Let’s discuss the copper
Data center owners are opting for even larger servers, adding even more copper.
Last week, we discussed the differences in construction costs and copper requirements between the competing approaches of locating medium-voltage transformations outdoors, and connecting the secondary loads via large underground duct banks, versus moving the transformations indoors, in close proximity to the loads.
The differences between the two approaches are becoming more pronounced recently, as more and more data center owners are opting for 230 V servers, and are distributing large critical power at 415 Y/240 V. That necessitates a full-size (and sometimes, an OVERSIZED) neutral, which adds at least another third to the tonnage and the cost of the copper in secondary feeders. I have seen some very large data center designs on the boards recently that will have more than 4 million lbs of copper in underground duct banks or cable tray, just to get 600, 480, or 415 V utility power and generator power into the low-voltage main distribution switchgear lineups, before the power is even distributed to any loads.
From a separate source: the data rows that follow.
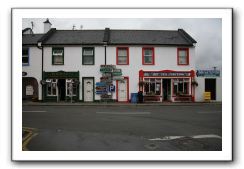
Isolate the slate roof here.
[22,34,44,45]
[23,28,196,46]
[44,30,104,45]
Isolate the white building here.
[22,20,221,102]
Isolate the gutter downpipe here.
[37,42,44,101]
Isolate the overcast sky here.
[22,18,222,69]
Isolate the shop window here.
[46,79,57,96]
[66,79,77,96]
[82,47,94,65]
[142,48,154,65]
[52,48,64,65]
[144,78,161,95]
[117,47,129,65]
[173,79,189,96]
[22,48,29,66]
[177,48,189,65]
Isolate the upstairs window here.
[177,48,189,65]
[22,48,29,66]
[82,47,95,65]
[52,48,64,65]
[142,47,154,65]
[117,47,129,65]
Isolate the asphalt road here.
[23,104,222,151]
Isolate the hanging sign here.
[144,72,191,77]
[196,70,220,77]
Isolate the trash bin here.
[138,91,143,103]
[131,93,138,103]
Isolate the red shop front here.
[139,70,195,102]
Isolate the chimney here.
[43,18,52,33]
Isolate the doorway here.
[82,77,94,102]
[58,79,65,101]
[205,79,216,100]
[162,79,171,101]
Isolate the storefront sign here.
[143,72,191,77]
[44,71,79,79]
[113,76,124,80]
[22,72,27,76]
[112,72,122,76]
[196,70,220,77]
[26,85,34,96]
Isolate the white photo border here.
[11,8,233,161]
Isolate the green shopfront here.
[42,71,80,102]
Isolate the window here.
[46,79,58,96]
[22,48,29,66]
[66,79,77,96]
[144,78,161,95]
[173,79,189,96]
[52,48,64,65]
[117,47,129,65]
[82,47,95,65]
[177,48,189,65]
[142,48,154,65]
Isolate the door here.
[83,78,94,102]
[205,79,216,100]
[117,78,129,102]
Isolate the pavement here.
[22,103,222,151]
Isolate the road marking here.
[148,134,222,141]
[197,111,222,114]
[22,110,47,113]
[96,112,151,115]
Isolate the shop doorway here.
[205,79,216,100]
[82,77,94,102]
[58,79,65,101]
[162,79,171,101]
[116,77,129,102]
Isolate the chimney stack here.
[43,18,52,33]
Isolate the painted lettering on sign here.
[144,72,191,77]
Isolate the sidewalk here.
[22,101,222,106]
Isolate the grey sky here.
[22,18,222,69]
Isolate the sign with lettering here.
[26,85,34,96]
[144,72,191,77]
[196,70,220,77]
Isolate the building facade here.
[22,20,221,102]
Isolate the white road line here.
[96,112,151,115]
[22,110,47,113]
[148,134,222,141]
[197,111,222,114]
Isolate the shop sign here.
[196,70,220,77]
[26,85,34,96]
[144,72,191,77]
[22,72,27,76]
[112,72,122,76]
[96,82,106,87]
[44,71,79,79]
[113,76,124,80]
[113,69,122,73]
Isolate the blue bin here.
[130,93,138,103]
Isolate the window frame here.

Some large data center owners who are moving to modular containers in their centers also have moved to switchgear containers and skid-mounted unit substations outdoors, close-coupling the transformations to the secondary switchgear. That removes all the copper between the transformer and the switchgear, but then adds back even MORE copper on the distribution feeders from the switchgear into the loads.
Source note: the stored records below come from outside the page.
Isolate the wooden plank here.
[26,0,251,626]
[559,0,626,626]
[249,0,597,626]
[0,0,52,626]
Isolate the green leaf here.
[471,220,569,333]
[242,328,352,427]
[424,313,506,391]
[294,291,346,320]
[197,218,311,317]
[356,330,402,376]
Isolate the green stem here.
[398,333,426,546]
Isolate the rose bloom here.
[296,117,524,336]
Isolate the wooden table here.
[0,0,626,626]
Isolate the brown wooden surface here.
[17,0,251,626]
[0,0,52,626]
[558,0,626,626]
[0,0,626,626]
I’ve seen “modular” projects recently where the secondary switchgear was located outdoors, close-coupled to substation transformers, eliminating the need for a 4000 A or so secondary duct banks into the building. But those 4000 A trunk feeders were then replaced by branch distribution feeders in duct banks or cable tray having a total aggregate ampacity of 10,000 A or more, to distribute to the loads.
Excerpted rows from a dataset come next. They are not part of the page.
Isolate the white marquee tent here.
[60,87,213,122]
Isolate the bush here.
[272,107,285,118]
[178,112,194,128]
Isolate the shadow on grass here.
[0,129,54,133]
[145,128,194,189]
I think that this pronounced trend of load growth cries out more loudly than ever before in history for a real and true “loadcenter” approach, with the transformations located right down in the center of the loads, where little 4000 A braided flex links like these, connecting a transformer to its secondary switchgear, can replace all those duct banks and hundred of tons of copper.
If you can accept that this makes sense, what are the options? Until fairly recently, almost all of the loadcenter substation transformers that went inside data centers since 1995 were either VPI dry-type or epoxy cast coil construction.